The surviving Japanese transports reached Tassafaronga, but as soon as daylight broke, the four ships were taken under fire by aircraft from Henderson Field, the 5-inch guns of the 3rd Marine Defense Battalion, and an Army Coastal Artillery battery (155mm Long Toms). As with their sunken sisters, most of the Japanese soldiers managed to get ashore, but almost all of the supplies, food, ammunition, and equipment were lost.

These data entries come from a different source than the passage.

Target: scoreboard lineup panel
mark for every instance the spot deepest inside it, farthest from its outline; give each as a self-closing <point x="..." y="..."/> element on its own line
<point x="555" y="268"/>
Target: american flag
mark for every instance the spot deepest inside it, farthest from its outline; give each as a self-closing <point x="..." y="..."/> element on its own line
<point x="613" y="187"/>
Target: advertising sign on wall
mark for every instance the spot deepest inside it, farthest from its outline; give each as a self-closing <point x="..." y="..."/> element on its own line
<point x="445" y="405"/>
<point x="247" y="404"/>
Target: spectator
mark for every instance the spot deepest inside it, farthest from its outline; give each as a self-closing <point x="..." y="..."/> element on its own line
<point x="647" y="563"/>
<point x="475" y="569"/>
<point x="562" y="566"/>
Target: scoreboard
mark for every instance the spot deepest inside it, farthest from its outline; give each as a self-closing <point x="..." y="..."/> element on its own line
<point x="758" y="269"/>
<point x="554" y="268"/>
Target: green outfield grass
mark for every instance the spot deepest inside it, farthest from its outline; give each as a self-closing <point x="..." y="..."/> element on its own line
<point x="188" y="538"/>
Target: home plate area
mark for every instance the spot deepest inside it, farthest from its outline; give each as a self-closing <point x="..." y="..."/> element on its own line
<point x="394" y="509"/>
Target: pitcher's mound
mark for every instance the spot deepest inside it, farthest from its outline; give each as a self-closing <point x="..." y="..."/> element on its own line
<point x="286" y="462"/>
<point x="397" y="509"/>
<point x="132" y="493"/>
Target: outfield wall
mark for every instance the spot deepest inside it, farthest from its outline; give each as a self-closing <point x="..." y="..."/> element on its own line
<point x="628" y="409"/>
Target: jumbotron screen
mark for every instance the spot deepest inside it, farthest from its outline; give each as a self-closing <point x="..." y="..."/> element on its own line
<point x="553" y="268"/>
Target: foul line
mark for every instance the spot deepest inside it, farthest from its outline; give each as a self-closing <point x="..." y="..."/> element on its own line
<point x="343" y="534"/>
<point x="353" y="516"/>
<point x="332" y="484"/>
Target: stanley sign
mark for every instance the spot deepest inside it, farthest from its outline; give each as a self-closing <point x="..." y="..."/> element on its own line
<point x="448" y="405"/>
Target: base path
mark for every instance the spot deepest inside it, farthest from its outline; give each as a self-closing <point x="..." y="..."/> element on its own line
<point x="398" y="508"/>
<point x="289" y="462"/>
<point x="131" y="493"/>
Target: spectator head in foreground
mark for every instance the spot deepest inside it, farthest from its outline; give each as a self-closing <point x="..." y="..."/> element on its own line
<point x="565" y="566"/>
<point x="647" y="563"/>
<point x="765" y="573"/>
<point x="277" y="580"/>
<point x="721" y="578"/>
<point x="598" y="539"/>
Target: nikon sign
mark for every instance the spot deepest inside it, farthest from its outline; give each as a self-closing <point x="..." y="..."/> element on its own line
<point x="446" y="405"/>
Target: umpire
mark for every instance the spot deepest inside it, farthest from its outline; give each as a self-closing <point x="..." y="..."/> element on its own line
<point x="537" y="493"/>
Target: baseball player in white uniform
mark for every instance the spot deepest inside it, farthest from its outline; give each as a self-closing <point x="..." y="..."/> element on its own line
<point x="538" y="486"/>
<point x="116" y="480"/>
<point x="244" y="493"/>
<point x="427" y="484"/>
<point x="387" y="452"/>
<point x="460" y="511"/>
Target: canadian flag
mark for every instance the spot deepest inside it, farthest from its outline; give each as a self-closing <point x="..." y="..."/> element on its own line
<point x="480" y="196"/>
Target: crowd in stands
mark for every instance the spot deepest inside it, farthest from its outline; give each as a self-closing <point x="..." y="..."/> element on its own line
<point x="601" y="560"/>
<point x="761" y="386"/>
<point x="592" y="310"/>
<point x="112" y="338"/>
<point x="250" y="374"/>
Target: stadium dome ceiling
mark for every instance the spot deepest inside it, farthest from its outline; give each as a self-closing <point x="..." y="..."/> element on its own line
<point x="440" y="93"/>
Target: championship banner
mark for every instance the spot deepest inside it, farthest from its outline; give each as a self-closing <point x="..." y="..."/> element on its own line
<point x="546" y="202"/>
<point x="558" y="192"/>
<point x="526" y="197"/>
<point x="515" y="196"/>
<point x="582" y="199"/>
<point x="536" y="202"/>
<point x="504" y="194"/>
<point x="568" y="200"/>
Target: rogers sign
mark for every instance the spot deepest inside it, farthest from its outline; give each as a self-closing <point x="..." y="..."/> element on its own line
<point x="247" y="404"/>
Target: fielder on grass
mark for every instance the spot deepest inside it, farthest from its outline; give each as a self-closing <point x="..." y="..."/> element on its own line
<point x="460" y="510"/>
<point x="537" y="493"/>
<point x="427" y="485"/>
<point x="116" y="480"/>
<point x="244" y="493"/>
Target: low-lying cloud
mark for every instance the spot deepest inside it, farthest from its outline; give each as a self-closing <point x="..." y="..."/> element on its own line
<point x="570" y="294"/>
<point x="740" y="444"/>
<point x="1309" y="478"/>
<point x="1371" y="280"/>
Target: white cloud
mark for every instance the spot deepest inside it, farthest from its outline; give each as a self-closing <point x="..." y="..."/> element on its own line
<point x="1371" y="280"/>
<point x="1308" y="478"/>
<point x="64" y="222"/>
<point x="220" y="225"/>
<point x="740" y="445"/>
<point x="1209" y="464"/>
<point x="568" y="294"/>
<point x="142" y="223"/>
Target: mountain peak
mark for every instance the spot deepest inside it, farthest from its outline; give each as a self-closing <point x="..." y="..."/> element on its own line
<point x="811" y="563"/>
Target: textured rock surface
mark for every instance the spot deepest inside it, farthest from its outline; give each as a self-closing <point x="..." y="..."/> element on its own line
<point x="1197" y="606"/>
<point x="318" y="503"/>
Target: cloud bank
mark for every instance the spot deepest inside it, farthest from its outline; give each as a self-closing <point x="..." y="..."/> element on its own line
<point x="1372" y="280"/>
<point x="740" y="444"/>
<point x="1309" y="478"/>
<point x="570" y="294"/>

The naval actions in the skies and waters of Guadalcanal between 12 and 15 November 1942 were costly to both sides. The action was fierce, confused, and deadly. Losses of men and ships were nearly even. However, these battles were the turning point in the Solomons. Control of the waters around the island of Guadalcanal passed permanently to the United States Navy. There would be more bloody fights in those waters, and even stunning setbacks (Tassafaronga), but US naval and air power in the Solomons would continue to grow, while that of Japan would continue to wane. The Japanese would continue to attempt supply of its garrison ashore, to diminishing effects, but would never again send reinforcements down “the Slot” to wrest the island from the Marines. The First and Second Naval Battles for Guadalcanal represent the last running of the Tokyo Express.